6 Replies to “Doorway to the Past: The Bush Knob Massacre and the Larn Wall”

  1. My dad, who was born in 1896, ran sheep in Wyoming. He had some interesting stories about cow re-branding.

    I thought I would share a family story with you. My dad married a widow with two half-grown daughters some time in his younger years, long before he married my mom. He had another daughter with the widow, bringing their ranch population up to 3 daughters and 3 adults, counting the one hired hand.

    One autumn, my dad, the hired hand, and his first wife were a bit late bringing the sheep down to winter pasture. So he sent the wife and the hired hand down to the railroad with the stock they were selling that year. They were supposed to meet the train, sell the stock, and then come back to help him move the rest of the flock back down to the main ranch.

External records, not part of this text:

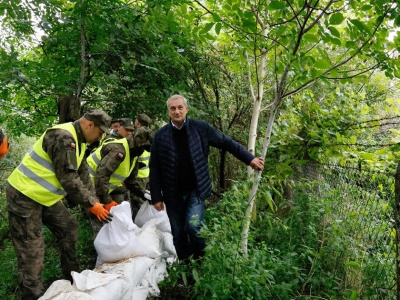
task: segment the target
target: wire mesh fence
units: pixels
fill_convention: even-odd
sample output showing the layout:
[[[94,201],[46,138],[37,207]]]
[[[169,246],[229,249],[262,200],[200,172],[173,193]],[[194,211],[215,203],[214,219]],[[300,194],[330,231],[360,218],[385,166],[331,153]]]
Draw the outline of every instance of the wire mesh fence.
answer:
[[[400,299],[395,176],[309,163],[297,170],[294,181],[295,190],[307,186],[309,195],[325,205],[314,264],[318,274],[338,278],[343,291],[352,290],[360,299]]]

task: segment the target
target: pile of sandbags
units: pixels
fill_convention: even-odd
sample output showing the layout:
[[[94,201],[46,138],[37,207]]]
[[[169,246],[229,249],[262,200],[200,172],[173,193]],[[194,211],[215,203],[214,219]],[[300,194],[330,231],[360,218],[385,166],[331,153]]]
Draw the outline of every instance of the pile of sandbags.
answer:
[[[94,245],[96,268],[72,272],[73,284],[58,280],[39,300],[140,300],[159,296],[158,283],[167,276],[167,263],[176,259],[165,211],[146,201],[135,223],[129,202],[111,208],[113,221],[105,224]]]

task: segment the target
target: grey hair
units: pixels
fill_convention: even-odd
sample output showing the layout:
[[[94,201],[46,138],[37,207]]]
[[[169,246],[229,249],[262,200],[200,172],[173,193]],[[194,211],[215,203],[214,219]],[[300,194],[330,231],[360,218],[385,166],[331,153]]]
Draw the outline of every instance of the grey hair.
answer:
[[[183,103],[185,104],[185,106],[188,107],[187,99],[185,97],[183,97],[182,95],[176,94],[176,95],[172,95],[171,97],[168,98],[168,100],[167,100],[167,108],[169,108],[169,102],[171,100],[174,100],[174,99],[182,99]]]

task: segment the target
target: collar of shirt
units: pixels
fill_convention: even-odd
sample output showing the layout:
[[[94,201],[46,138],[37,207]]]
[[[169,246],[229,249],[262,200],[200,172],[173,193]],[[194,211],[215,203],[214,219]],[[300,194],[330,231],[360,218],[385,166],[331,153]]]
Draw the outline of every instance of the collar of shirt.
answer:
[[[172,126],[173,126],[174,128],[176,128],[176,129],[178,129],[178,130],[181,130],[181,129],[183,128],[183,125],[185,125],[185,123],[186,123],[186,118],[185,118],[185,120],[183,120],[182,126],[181,126],[181,127],[178,127],[178,126],[176,126],[176,125],[174,124],[174,122],[172,122],[172,120],[171,120]]]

    The wife and the hired hand sold the stock, jumped on the train and left my dad stranded with the bulk of the sheep with only a sheepherder’s teepee for shelter (http://www.blackfootcanvas.com/sheepherder-tepee-tents.htm). My dad’s wasn’t quite as fancy as the one at the website– no windows and the front door shut by way of four enormous clips, like the kind of thing you find on the end of a dog leash, only about 5 inches long.

    For one guy to move a few hundred sheep with only his horse and a couple of dogs for help was a painful undertaking. To make matters worse, my dad got snowed in somewhere between autumn pasture and winter pasture and didn’t make it home with the rest of the sheep until spring. I figure the only reason he survived the winter is because he was made of stubborn packaged in muscle and sinew. And nota bene– this means the 3 girls, two young teens and one preteen, spent all that winter alone at the ranch with no idea of what had happened to the adults.

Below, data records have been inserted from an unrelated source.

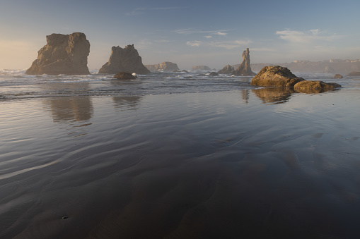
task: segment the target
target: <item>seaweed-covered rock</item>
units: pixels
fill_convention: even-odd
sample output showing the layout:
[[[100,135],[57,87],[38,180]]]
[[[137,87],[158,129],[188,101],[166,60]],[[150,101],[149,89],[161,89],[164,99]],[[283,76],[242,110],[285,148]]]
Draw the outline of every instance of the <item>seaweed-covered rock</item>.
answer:
[[[223,68],[218,71],[219,74],[233,74],[234,71],[233,67],[230,65],[225,66]]]
[[[294,87],[305,80],[294,75],[286,67],[279,66],[265,66],[252,78],[252,85],[272,87]]]
[[[303,80],[301,81],[294,86],[294,90],[327,90],[341,87],[341,85],[337,83],[325,83],[321,80]]]

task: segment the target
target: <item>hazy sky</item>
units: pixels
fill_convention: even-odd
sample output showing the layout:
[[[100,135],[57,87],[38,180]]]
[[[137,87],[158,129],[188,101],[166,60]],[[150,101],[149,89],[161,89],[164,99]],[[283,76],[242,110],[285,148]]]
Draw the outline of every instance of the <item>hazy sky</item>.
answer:
[[[84,32],[90,69],[134,44],[181,69],[360,59],[360,1],[0,0],[0,68],[25,69],[52,33]]]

    I think this was mid 1920s. Modern life took a while to catch up to Wyoming. It was still certainly the Wild West in the 20s and for a few more decades after.

    1. That is a fascinating story and I want to thank you very much for sharing it with me. And don’t be surprised if I steal it for an upcoming Haxan story, it is superb.

      But this is the kind of thing I like, these kinds of stories. This is the real west, not some whitewashed view. Thanks again for sharing this, I really do appreciate it. 🙂

      1. I’m sure my dad would love this story of his to be part of Haxan. He loved Westerns, Sci Fi and weird fiction very much.

  2. Survival and toughness and raw brutality of natural elements and those moving through who did NOT wish you well and spilled your blood and that of your family: these aspects of the “Old West” certainly deserve your writerly attention. We need to know these truths about ourselves.